1919, Joseph Martial Wetzell
retourne en métropole. De 1827 à 1829, Wetzell compléte sa formation théorique
en chimie, en suivant en particulier en 1828
le cours de Clément sur le sucre. Ces connaissances théoriques sont complétées
par des aperçus pratiques. Wetzell multiplie les visites de raffineries
du nord, qu’il accompagne de comptes rendus précis. Il se rend à la fabrique
de Roclaincourt, chez Houdart près de Douai, chez Blanquet et Harpignies
à Famars, chez Dronsart et Feneusse à Bouchain, chez Crespel-Dellisse
à Arras, au total dans quatorze fabriques.
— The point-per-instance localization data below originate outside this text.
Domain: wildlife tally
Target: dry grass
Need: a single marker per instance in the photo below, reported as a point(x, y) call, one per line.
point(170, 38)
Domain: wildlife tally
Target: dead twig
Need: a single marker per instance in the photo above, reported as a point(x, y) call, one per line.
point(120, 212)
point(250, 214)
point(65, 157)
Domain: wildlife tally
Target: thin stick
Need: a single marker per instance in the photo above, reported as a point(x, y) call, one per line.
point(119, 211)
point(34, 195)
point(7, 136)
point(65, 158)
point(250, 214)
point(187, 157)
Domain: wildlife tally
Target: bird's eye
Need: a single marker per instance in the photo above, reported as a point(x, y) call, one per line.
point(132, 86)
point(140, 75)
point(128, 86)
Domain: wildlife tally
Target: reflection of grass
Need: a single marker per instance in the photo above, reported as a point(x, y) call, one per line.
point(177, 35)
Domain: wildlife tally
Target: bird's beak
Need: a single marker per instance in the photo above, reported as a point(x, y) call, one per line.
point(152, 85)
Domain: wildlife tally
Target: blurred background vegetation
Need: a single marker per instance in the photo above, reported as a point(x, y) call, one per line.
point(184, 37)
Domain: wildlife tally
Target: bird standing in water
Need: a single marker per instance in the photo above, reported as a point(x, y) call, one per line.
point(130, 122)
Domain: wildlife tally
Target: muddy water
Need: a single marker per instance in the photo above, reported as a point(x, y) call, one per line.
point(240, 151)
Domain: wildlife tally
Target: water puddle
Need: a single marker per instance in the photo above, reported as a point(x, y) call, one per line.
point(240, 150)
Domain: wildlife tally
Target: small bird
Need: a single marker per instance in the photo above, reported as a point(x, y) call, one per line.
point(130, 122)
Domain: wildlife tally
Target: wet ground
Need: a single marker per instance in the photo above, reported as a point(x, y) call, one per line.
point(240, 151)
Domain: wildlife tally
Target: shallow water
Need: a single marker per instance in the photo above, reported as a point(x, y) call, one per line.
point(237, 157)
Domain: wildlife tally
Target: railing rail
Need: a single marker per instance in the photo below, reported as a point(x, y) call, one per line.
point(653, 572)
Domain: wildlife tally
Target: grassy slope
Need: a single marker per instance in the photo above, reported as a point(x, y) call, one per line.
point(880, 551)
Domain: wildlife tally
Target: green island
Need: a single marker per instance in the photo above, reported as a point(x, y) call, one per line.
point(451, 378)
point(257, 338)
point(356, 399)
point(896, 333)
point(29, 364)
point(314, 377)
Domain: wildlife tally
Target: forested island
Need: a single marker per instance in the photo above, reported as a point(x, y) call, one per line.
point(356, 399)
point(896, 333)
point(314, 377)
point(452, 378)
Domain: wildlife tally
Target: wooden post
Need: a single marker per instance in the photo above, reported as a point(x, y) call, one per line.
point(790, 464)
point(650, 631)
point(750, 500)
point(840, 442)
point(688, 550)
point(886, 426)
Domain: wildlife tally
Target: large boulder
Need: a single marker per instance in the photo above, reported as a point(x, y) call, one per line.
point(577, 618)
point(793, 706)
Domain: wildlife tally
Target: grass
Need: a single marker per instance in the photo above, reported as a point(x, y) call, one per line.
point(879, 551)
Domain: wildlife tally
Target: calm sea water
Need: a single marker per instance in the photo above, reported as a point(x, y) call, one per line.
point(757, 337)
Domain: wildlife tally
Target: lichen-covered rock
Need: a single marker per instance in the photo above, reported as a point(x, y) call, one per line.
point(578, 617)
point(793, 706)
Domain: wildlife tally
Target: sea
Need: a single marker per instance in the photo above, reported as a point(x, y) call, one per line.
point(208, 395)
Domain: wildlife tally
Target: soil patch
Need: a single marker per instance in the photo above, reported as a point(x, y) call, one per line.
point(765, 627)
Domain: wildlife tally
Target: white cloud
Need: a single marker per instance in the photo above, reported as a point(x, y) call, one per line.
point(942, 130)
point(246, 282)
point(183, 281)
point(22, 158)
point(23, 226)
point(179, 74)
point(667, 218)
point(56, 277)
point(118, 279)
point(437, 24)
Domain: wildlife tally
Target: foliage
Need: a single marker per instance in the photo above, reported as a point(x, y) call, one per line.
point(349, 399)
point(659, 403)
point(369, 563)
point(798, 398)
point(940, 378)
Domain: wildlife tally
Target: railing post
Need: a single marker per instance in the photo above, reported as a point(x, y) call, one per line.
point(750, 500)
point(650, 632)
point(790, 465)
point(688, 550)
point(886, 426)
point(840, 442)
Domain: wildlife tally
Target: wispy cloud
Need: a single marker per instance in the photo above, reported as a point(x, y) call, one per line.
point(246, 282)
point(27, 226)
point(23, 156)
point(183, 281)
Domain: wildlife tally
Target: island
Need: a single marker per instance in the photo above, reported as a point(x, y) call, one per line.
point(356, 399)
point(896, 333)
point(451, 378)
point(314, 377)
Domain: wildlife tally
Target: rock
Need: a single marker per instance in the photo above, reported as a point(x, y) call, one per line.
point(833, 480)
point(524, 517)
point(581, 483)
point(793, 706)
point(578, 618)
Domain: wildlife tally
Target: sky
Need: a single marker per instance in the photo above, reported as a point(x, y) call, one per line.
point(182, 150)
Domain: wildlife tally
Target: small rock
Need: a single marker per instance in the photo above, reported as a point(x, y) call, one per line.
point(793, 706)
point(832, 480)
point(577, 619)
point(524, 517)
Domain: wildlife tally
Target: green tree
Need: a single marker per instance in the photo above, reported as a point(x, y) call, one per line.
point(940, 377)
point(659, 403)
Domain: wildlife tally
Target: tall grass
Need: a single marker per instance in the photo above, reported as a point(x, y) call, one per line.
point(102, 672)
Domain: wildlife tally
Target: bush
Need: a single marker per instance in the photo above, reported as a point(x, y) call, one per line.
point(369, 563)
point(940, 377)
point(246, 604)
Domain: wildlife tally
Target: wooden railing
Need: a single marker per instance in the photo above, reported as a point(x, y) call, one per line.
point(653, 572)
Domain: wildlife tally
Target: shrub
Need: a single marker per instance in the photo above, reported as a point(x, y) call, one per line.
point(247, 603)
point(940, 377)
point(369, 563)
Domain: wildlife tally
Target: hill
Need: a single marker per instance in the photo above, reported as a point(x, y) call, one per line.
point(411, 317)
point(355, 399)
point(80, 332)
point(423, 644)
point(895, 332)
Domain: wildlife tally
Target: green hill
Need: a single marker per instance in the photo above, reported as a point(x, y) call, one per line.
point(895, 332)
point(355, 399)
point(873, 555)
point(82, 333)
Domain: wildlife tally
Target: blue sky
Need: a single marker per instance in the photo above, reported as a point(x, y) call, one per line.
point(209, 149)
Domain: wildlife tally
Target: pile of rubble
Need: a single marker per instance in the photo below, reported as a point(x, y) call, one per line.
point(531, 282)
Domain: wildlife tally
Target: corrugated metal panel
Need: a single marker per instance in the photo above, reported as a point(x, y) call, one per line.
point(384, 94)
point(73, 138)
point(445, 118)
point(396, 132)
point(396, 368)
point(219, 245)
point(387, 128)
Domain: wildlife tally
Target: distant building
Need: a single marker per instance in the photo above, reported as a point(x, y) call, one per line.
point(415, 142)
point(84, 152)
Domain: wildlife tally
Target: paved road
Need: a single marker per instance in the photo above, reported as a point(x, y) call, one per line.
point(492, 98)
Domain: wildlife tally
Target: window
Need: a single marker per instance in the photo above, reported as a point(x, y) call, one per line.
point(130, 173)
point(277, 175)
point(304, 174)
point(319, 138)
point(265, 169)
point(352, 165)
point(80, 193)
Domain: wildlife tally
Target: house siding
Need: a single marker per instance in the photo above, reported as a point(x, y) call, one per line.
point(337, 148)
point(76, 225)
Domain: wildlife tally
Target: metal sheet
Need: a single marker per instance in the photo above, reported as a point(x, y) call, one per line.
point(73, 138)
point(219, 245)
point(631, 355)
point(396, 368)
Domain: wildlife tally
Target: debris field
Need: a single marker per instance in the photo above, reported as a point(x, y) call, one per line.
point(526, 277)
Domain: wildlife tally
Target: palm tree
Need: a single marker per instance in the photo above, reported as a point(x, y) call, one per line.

Dans le même temps il s’intéresse
aux machines, celles de la fabrique Halette Tournelle & Cie à Arras,
aux presses à levier continu à percussion de Révillon, aux machines à
cuire dans le vide de Howard et de Roth. Wetzell réfléchit à l’établissement
des sucreries, aux problèmes de main d’œuvre, de dépense, de produit annuel,
de souscription nécessaire à l’accumulation du capital initial. C’est
donc une approche globale, et en ce sens très moderne que Wetzell a de
la question du sucre.
1828 Wetzel décide de retourner
à Bourbon. Il fait une demande d’une mission officielle au ministère de
la Marine et des Colonies. Le gouvernement donne son accord et lui accorde
un passage sur le Jules, avec accès à la table du capitaine, et un crédit
de 1000 à 1200 francs.
Joseph Martial Wetzell débarque
à Ma Réunion le 11 janvier 1830.
2 février 1831,
il est attaché au Conseil Général en qualité d'ingénieur chimiste.
1834,
il est ingénieur libéral car délié de tout engagement officiel.
1839,
il est nommé par le gouverneur membre du Comité d’Agriculture.
1852,
il est nommé par le gouvernement à la Chambre Consultative d’Agriculture.
19 mai 1854,
il est nommé à la présidence de la Commission des Sucres dans la Chambre
d’Agriculture, poste où il est chargé par le président de la Chambre,Charles
Desbassayns, d’une enquête sur les modes de fabrication du sucre dans
l’île.
10 décembre 1855, Il épouse
à l'âge de 60 ans Marie Henriette Louise Enault âgée de quatorze ans et
quelques mois, son père a demandé une dispense d’âge au mariage pour sa
fille.
Les travaux de Joseph Martial
Wetzell révolutionnaire l'industrie sucrière à La Réunion. Il modernise
et améliore les usines, Il forme les ouvriers à l'emploi des appareils
nouveaux composant les sucreries. Son apport permet d’économiser la main-d’œuvre
et de réduire le coût de fabrication, tout en produisant un sucre
de qualité. Les procédés et les usines
qu'il mit au point à La Réunion permirent un développement plus rationnel
de la filière sucrière locale.
Joseph Martial Wetzell décède
le 6 décembre 1857.
C’est par ces mots que Julien
Gaultier de Rontaunay saluait le 9 décembre 1857 la disparition de son
ami Joseph Martial Wetzell, survenue quatre jours plus tôt à Saint-Denis
de La Réunion :
“Il est impossible que le
nom de Wetzell, de l’inventeur de la chaudière à basse température et
à rotateur périsse jamais dans ce pays, pas plus que dans l’île voisine.
Ce serait de l’ingratitude, et cette terre généreuse en est incapable”.